Alvarenga and Grinham, who are part of the Adaptive Living Environments (ALivE) group at Harvard as well as the Wyss Institute, are continuing to refine their evaporative cooling technology with the goal of turning it into a commercially viable product. The ALivE group is co-led by Martin Bechthold, D.Des., who is an Associate Faculty Member at the Wyss Institute and Director of the Doctor of Design program at GSD, and Allen Sayegh, M.Des., an Associate Professor at GSD.

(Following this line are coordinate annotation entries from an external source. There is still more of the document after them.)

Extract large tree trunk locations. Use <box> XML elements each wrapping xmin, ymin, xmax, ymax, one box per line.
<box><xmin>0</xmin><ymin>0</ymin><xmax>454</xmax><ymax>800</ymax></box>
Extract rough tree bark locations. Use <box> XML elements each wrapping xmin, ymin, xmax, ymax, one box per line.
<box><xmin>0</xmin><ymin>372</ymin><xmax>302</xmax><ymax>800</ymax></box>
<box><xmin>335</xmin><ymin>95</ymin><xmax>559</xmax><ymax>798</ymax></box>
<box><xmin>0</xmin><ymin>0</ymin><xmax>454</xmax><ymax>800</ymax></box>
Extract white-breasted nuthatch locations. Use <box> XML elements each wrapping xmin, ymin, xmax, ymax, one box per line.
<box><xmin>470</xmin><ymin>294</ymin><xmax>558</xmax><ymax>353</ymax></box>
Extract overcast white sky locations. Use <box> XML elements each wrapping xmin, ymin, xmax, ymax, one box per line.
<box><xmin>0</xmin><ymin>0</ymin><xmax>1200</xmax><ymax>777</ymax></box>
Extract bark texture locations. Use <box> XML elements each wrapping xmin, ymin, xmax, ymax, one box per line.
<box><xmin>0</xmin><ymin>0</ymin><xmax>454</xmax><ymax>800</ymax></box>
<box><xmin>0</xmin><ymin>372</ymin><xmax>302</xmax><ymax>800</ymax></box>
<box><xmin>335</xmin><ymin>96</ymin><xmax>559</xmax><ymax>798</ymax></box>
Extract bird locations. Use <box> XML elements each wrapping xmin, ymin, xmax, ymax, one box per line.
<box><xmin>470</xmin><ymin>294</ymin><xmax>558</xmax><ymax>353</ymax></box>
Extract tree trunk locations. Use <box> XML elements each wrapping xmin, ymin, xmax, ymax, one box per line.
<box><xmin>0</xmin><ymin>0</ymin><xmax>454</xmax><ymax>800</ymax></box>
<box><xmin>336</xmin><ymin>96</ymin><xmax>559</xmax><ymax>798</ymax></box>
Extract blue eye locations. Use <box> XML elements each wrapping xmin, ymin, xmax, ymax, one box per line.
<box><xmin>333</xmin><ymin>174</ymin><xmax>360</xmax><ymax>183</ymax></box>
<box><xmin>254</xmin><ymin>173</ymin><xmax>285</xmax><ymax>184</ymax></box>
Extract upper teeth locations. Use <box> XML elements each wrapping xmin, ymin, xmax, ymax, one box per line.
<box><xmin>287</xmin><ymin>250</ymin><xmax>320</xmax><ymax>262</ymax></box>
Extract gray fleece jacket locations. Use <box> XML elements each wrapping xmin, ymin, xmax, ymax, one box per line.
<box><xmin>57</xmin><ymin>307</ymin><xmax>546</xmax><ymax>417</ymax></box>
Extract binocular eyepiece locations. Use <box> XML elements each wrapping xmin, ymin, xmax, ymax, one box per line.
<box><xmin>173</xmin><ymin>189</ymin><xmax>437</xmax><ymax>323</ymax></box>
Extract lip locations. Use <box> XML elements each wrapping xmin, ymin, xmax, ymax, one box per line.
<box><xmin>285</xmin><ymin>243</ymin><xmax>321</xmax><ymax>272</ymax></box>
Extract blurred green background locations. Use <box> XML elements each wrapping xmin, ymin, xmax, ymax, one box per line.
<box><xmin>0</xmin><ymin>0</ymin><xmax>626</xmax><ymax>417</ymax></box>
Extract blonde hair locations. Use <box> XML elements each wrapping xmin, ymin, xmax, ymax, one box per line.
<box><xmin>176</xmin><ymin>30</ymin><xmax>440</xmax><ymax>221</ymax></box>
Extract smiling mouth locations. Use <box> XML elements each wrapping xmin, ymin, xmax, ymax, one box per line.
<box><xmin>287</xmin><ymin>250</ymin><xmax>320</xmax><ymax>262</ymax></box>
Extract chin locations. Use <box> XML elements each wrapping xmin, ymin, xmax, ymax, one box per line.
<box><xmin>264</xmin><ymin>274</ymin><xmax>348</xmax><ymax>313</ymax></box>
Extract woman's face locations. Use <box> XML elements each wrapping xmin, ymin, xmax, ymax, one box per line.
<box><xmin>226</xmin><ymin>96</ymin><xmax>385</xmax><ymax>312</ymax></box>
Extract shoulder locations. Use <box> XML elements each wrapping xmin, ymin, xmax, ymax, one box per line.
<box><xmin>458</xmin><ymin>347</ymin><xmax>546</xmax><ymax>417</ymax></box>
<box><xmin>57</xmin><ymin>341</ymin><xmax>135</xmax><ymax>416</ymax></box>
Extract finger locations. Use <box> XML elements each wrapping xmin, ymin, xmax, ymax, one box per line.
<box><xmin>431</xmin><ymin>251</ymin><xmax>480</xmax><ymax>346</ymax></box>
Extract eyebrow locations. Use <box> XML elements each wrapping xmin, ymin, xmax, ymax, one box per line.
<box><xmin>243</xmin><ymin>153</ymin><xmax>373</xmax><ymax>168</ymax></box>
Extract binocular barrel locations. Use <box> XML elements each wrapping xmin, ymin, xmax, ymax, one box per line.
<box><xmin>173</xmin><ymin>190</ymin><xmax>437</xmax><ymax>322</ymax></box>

“A lot of the innovations in materials science right now, like what the Aizenberg group at the Wyss Institute is doing, are happening at the micro- to nano-scale, which is usually completely outside the realm of the materials that designers and architects work with,” said Bechthold. “This project is a great example of how the ALivE group allows scientists and designers to bring their different modes of thinking and skills together to identify how new technologies developed in the lab can be applied to the real world, and our evaporative cooling technology in particular has the potential to significantly reduce our impact on the environment.”

“We all need to work together to bring full force to bear on the problem of sustainability if we are to save our world and protect it for generations to come,” said Wyss Institute Founding Director Donald Ingber. “And so I am very proud of how our community has begun to take on this challenge, and to leverage Nature’s own design principles to help find meaningful and impactful solutions.”